My goal is to calculate statistics from the file that contains the following lines:
2024-05-08 11:02:58,731 INFO o.a.j.a.J.Some check: Closest Day: Wed, New quantity for is: 1
What I need is to calculate how many emails have the same unique number. For example:
1 - 6575 emails
2 - 333 emails
and so on.
The file can potentially contain duplicate lines for the same email, so I filter that out using awk '!seen[$1]++'
I have created bash script for that purpose. It works, however for the files of hundreds of MB it's tremendously slow and takes ages to calculate. Is there a way to optimise it?
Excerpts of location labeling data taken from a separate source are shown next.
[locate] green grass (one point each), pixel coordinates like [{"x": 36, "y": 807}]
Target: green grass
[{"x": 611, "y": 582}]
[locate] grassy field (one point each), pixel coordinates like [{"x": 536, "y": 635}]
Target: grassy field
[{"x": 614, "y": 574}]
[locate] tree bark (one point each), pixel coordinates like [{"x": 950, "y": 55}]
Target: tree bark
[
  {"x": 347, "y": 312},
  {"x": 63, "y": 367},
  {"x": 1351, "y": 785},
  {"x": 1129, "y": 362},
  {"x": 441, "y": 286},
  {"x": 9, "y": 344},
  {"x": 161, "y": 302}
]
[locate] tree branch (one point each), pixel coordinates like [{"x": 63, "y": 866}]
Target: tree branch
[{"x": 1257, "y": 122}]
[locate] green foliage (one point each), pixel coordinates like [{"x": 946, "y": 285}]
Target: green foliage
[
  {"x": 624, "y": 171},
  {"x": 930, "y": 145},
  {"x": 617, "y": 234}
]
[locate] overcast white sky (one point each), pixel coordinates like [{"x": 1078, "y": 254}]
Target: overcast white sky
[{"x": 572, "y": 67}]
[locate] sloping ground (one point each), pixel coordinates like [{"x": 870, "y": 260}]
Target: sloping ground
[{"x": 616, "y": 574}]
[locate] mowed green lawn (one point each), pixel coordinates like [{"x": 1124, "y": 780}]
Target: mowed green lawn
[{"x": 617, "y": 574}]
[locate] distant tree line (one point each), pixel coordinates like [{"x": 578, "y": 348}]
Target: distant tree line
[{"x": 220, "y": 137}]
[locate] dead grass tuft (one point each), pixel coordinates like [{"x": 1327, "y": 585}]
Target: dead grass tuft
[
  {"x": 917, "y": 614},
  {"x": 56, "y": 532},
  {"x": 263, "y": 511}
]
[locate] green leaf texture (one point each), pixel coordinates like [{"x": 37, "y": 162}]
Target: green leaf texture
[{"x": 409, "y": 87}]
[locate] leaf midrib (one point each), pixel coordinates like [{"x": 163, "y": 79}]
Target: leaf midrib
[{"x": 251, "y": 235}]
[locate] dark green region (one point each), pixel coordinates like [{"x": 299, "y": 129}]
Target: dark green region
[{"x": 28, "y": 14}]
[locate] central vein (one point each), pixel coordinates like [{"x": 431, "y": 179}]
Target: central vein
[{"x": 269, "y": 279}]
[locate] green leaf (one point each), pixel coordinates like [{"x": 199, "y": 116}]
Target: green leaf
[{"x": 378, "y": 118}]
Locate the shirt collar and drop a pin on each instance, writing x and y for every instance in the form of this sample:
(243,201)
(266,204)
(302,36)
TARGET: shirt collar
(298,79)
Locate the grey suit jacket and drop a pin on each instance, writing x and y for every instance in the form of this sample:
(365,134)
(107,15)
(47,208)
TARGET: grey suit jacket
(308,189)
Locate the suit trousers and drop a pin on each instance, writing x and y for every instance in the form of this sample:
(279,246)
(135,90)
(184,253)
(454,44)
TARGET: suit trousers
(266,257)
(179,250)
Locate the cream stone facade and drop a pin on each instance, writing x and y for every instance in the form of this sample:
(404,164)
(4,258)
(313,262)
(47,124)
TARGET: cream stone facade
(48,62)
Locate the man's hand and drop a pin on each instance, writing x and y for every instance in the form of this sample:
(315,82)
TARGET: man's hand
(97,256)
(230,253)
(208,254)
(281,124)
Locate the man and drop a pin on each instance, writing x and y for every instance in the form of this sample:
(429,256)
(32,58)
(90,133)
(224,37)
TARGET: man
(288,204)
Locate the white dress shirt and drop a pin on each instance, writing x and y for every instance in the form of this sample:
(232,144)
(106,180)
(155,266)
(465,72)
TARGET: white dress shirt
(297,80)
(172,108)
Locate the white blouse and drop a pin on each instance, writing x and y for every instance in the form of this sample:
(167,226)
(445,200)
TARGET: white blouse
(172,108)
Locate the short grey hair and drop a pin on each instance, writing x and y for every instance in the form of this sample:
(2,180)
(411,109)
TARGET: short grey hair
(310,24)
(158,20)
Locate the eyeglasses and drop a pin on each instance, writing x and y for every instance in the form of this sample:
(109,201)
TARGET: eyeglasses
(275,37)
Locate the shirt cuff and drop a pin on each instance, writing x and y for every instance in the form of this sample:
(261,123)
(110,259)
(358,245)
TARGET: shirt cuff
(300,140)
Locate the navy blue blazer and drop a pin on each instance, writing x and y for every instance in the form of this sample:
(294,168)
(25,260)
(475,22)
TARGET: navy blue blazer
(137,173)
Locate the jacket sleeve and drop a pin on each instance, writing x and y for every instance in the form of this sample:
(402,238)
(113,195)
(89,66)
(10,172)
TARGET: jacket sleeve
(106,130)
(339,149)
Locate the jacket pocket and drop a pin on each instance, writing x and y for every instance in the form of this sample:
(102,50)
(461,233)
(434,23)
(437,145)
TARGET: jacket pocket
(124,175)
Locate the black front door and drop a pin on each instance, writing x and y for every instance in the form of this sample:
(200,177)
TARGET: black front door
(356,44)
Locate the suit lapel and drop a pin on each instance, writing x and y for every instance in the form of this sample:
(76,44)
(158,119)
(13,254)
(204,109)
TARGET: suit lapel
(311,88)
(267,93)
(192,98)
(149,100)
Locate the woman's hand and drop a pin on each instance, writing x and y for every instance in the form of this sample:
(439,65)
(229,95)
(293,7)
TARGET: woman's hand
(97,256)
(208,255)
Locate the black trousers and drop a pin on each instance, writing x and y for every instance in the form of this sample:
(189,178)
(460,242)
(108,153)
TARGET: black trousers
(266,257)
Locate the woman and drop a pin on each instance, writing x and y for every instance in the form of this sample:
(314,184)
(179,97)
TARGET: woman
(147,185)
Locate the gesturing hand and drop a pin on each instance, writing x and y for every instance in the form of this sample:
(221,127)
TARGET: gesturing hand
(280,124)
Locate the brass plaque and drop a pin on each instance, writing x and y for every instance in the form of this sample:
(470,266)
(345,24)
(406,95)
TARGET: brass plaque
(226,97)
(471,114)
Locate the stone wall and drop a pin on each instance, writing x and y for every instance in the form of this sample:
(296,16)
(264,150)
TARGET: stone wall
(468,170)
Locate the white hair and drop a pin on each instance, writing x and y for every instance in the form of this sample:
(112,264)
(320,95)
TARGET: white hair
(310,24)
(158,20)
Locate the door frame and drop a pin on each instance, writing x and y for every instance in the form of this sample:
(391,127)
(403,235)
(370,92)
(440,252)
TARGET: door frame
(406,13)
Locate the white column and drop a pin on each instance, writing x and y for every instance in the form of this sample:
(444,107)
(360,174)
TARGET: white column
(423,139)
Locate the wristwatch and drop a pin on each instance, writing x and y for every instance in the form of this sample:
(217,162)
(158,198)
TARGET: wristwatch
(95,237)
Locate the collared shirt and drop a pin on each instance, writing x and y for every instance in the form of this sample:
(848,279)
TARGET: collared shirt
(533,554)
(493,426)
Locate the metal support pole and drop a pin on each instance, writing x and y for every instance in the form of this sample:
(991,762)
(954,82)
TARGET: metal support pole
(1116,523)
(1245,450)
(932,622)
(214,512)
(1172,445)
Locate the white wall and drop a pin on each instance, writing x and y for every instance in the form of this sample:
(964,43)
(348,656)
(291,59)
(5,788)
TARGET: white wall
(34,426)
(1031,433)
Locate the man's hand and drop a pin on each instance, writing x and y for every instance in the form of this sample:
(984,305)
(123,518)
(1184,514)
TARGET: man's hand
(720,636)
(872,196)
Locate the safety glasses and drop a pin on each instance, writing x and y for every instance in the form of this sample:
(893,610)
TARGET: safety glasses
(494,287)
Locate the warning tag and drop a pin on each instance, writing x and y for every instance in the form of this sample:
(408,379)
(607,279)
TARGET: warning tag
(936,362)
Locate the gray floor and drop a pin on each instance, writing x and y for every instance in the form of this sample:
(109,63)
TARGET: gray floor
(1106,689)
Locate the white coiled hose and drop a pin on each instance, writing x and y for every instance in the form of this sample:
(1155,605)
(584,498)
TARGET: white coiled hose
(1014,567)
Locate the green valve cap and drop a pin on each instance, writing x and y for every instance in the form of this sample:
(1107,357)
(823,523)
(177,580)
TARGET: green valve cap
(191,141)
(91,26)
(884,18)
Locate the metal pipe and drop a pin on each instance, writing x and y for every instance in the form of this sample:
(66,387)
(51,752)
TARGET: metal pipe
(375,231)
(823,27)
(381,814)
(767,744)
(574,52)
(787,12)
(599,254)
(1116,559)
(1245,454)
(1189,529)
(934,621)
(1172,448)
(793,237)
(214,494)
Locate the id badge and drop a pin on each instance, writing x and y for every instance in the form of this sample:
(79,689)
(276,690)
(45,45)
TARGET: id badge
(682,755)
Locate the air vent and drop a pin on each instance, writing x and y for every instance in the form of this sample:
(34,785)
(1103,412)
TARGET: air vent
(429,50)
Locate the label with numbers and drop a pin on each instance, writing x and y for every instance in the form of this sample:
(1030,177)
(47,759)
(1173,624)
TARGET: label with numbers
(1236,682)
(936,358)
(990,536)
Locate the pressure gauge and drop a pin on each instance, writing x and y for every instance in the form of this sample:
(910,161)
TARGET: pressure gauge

I suppose getting through line by line is not the best way.
closest_date=$(grep "Closest Day:" "$input_file" | rev | cut -d' ' -f1,3 | rev | awk '!seen[$1]++')
declare -A counts
# Iterate over each line of closest_draw_data
while read -r line; do
# Extract email and number
email=$(echo "$line" | cut -d' ' -f1)
number=$(echo "$line" | cut -d' ' -f2)
# Increment count for the number
(( counts[$number]++ ))
done <<< "$closest_date"
# Print the counts
for number in "${!counts[@]}"; do
echo "Number $number: ${counts[$number]}"
You only posted 1 line of sample input and no expected output so we're all just guessing at what you might need but here's a GNU awk script (for arrays of arrays) and the output it produces from the input you provided in case this is what you're trying to do:
$ awk '
/Closest Day/ { pairs[$NF][$(NF-2)] }
END { for (nr in pairs) printf "%d - %d emails\n", nr, length(pairs[nr]) }
' file
1 - 1 emails
See why-is-using-a-shell-loop-to-process-text-considered-bad-practice for why your shell script is so slow, an equivalent awk script will be orders of magnitude faster.